Grow the ROI of your marketing activities by visualizing your full marketing funnel
5 minute read
Are you struggling with measuring the full effect of your marketing activities? The answer might be found in assessing your full marketing funnel.
Different approaches can be taken for visualising the full marketing funnel view. When the marketing data is all in one place, you can make a proper comparison between the different channels’ performance and grasp their contribution to the business.
But how to achieve that? In digital marketing, where you have a lot of different tools for running campaigns in different channels, getting data is not really the problem as the tools themselves offer a great amount of data and reporting capabilities. The challenge lies in bringing the data into one unified view.
The challenge with using an individual channel’s own analytics
Let’s take as an example a B2B company that’s running campaigns through three different channels: Google Ads (paid search), Facebook and LinkedIn. How would you measure the performance of your marketing campaigns if the data from these tools was the only data that was available?
Let’s say as an example that the action that all of these tools would be following as conversion would be a lead form submission on the website. Let’s then look at an example journey of a potential customer. To really make a point let’s say that they were exposed to the ads on all of these three different platforms during a period of 2 weeks:
Day 1: The person saw an ad on Facebook, clicked it and read through an article (just like this one).
Day 5: After seeing some ads on LinkedIn, the potential customer ended up again on the company website, browsing for more information.
Day 14: Something in the earlier visits was probably quite interesting. This time the person made a Google search and ended up on the company website for the third time through a paid search result. During the visit, they submitted a lead form to be contacted by sales later.
Which channel should get the credit for this conversion?
If you look at the tools’ own reporting, they are all happy to claim the credit. After all, they all had a part in this journey during their attribution windows. This is arguably a fine method to measure the performance for optimisation purposes, but it’s not attribution. The credit for the conversion is only attributed to the tool’s own campaigns.
In this artificial example, when the numbers were summed up, the conversion was reported three times because all of the tools took credit for the same conversion.
Tracking conversions with Google Analytics
When you want to track which channel should be credited for the conversion, that is where tools like Google Analytics come in.
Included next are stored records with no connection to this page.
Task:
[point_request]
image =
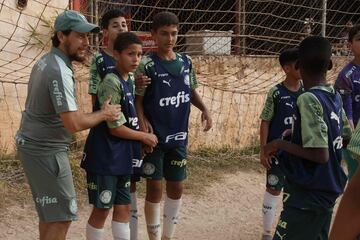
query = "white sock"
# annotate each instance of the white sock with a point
(133, 217)
(171, 214)
(94, 233)
(269, 209)
(152, 217)
(121, 231)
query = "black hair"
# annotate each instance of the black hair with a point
(113, 13)
(353, 31)
(315, 54)
(55, 40)
(289, 56)
(164, 19)
(124, 40)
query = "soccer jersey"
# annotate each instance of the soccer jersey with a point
(101, 64)
(104, 153)
(348, 85)
(354, 144)
(167, 99)
(279, 109)
(319, 123)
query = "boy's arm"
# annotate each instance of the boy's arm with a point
(346, 224)
(346, 130)
(94, 79)
(313, 131)
(111, 86)
(354, 144)
(205, 114)
(344, 87)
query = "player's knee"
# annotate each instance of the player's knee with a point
(273, 192)
(133, 187)
(174, 189)
(121, 213)
(100, 214)
(154, 191)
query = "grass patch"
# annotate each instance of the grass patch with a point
(208, 165)
(205, 166)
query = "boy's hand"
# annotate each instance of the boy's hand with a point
(146, 149)
(142, 81)
(110, 112)
(149, 139)
(206, 120)
(264, 160)
(287, 133)
(270, 149)
(148, 127)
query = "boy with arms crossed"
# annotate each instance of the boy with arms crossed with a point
(111, 146)
(276, 117)
(311, 161)
(113, 22)
(165, 108)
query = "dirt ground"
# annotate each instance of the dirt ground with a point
(230, 209)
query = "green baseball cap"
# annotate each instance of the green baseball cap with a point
(73, 20)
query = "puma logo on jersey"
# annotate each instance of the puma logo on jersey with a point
(357, 98)
(134, 122)
(163, 74)
(335, 117)
(167, 82)
(337, 143)
(290, 105)
(288, 120)
(280, 236)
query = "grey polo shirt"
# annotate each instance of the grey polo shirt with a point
(51, 91)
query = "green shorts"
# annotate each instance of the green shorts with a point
(51, 184)
(275, 178)
(105, 191)
(300, 218)
(166, 163)
(299, 224)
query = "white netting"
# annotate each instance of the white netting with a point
(234, 46)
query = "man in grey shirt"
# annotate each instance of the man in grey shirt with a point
(51, 115)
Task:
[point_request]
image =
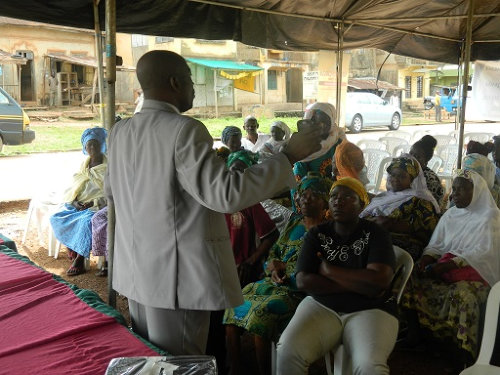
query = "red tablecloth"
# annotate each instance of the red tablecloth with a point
(50, 327)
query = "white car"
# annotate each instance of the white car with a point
(364, 109)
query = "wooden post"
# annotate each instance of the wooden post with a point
(465, 82)
(109, 122)
(215, 94)
(100, 70)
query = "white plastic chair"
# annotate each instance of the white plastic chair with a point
(370, 143)
(435, 163)
(392, 142)
(373, 159)
(449, 155)
(478, 137)
(381, 174)
(444, 140)
(482, 365)
(404, 265)
(40, 209)
(400, 134)
(401, 149)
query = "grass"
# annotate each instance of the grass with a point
(59, 137)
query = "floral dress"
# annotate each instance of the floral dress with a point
(268, 307)
(422, 217)
(449, 310)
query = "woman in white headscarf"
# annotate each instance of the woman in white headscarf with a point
(485, 167)
(319, 115)
(407, 209)
(461, 262)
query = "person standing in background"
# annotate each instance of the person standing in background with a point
(437, 105)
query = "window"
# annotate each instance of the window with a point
(139, 40)
(408, 86)
(3, 99)
(272, 80)
(163, 39)
(420, 86)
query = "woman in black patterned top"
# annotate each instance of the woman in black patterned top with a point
(423, 150)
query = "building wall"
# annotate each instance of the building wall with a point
(53, 39)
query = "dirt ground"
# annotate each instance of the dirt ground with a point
(428, 360)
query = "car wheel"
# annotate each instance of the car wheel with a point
(356, 124)
(395, 121)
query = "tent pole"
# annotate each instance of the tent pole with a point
(465, 82)
(340, 58)
(109, 122)
(100, 70)
(215, 94)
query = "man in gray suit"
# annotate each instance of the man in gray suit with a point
(173, 258)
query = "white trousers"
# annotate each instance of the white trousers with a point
(179, 332)
(368, 336)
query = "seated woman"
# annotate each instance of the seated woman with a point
(248, 225)
(271, 302)
(477, 160)
(407, 209)
(451, 281)
(280, 134)
(346, 266)
(423, 150)
(321, 115)
(349, 161)
(72, 225)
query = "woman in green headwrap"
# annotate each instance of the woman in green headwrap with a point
(271, 302)
(407, 209)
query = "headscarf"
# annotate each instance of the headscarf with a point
(247, 157)
(228, 132)
(97, 133)
(386, 202)
(318, 184)
(335, 131)
(282, 126)
(482, 165)
(355, 185)
(349, 160)
(471, 232)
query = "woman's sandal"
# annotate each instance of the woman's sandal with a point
(74, 271)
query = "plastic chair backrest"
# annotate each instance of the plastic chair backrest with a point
(370, 143)
(435, 163)
(449, 155)
(400, 134)
(444, 140)
(392, 142)
(482, 365)
(373, 158)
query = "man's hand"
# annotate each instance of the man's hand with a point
(303, 144)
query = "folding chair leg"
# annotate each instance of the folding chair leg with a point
(28, 221)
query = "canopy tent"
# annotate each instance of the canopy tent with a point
(426, 29)
(447, 31)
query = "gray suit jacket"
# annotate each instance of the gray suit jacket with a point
(172, 247)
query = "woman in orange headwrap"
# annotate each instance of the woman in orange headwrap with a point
(349, 162)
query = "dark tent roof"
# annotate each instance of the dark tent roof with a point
(426, 29)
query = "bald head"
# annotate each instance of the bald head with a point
(165, 76)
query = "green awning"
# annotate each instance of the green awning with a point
(225, 64)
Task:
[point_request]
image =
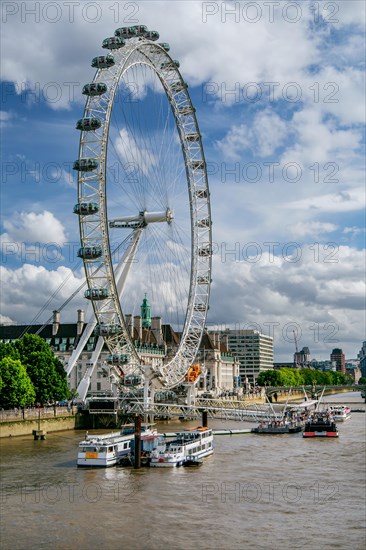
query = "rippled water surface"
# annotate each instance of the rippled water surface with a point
(256, 491)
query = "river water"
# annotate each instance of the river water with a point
(255, 492)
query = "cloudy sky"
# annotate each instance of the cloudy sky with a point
(278, 89)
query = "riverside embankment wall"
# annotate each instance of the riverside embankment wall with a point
(14, 428)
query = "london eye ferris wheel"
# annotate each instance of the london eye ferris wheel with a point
(143, 200)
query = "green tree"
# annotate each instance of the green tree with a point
(44, 368)
(17, 388)
(8, 350)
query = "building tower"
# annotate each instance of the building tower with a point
(146, 313)
(338, 357)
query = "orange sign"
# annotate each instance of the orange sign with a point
(91, 455)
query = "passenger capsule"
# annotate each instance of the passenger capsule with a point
(107, 330)
(174, 64)
(103, 61)
(201, 193)
(85, 165)
(140, 30)
(200, 307)
(88, 124)
(193, 137)
(117, 358)
(113, 43)
(86, 208)
(204, 223)
(204, 251)
(203, 280)
(178, 86)
(132, 380)
(152, 35)
(197, 164)
(165, 46)
(94, 89)
(186, 110)
(96, 293)
(125, 32)
(90, 252)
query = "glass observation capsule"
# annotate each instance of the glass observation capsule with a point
(132, 380)
(103, 61)
(178, 86)
(107, 330)
(113, 43)
(94, 89)
(197, 164)
(141, 30)
(86, 208)
(204, 251)
(165, 46)
(125, 32)
(87, 124)
(186, 110)
(85, 165)
(90, 252)
(96, 293)
(201, 193)
(174, 64)
(205, 222)
(192, 137)
(200, 307)
(117, 358)
(152, 35)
Google Analytics measures the source of traffic of the visits that enter the website. When a conversion on the website happens, typically, the last source of traffic is credited. In this example case, the credit would go to Google Ads as it was the last touchpoint.
This is again not perfect at all, but much better already. Last click attribution, of course, favours those channels that are typically present during the last steps of the journey, like Google Search. Some channels might have an important role in creating demand. Google Search results could be seen as capturing this demand. This can be adjusted with different types of attribution models. The most important thing is that the channels are now in one place, and it’s possible to actually attribute the conversion between the different channels.
When Google Analytics was used for reporting instead, only the last visit got the credit.
In B2B business, submission of a lead form can hardly be seen as an actual conversion, but this is where Google Analytics’ tracking capabilities end. After the point of the form submission the journey still continues but is handled in a CRM system such as Salesforce.
In the CRM, there are still some steps to go: At first, the form submission might create a lead. After the potential of this lead has been verified, it might turn into an opportunity. This opportunity might then turn into an actual deal later.
So how would you capture this full marketing funnel, from the first touch points to the actual conversion? In this example, we now have three different types of data:
- Advertising data consists of metrics like impressions, clicks and cost
- Web analytics data: traffic sources, events
- CRM data: leads, opportunities
None of the systems covers the full funnel. To be able to visualise it, we need to identify the links between these three different types of data sources.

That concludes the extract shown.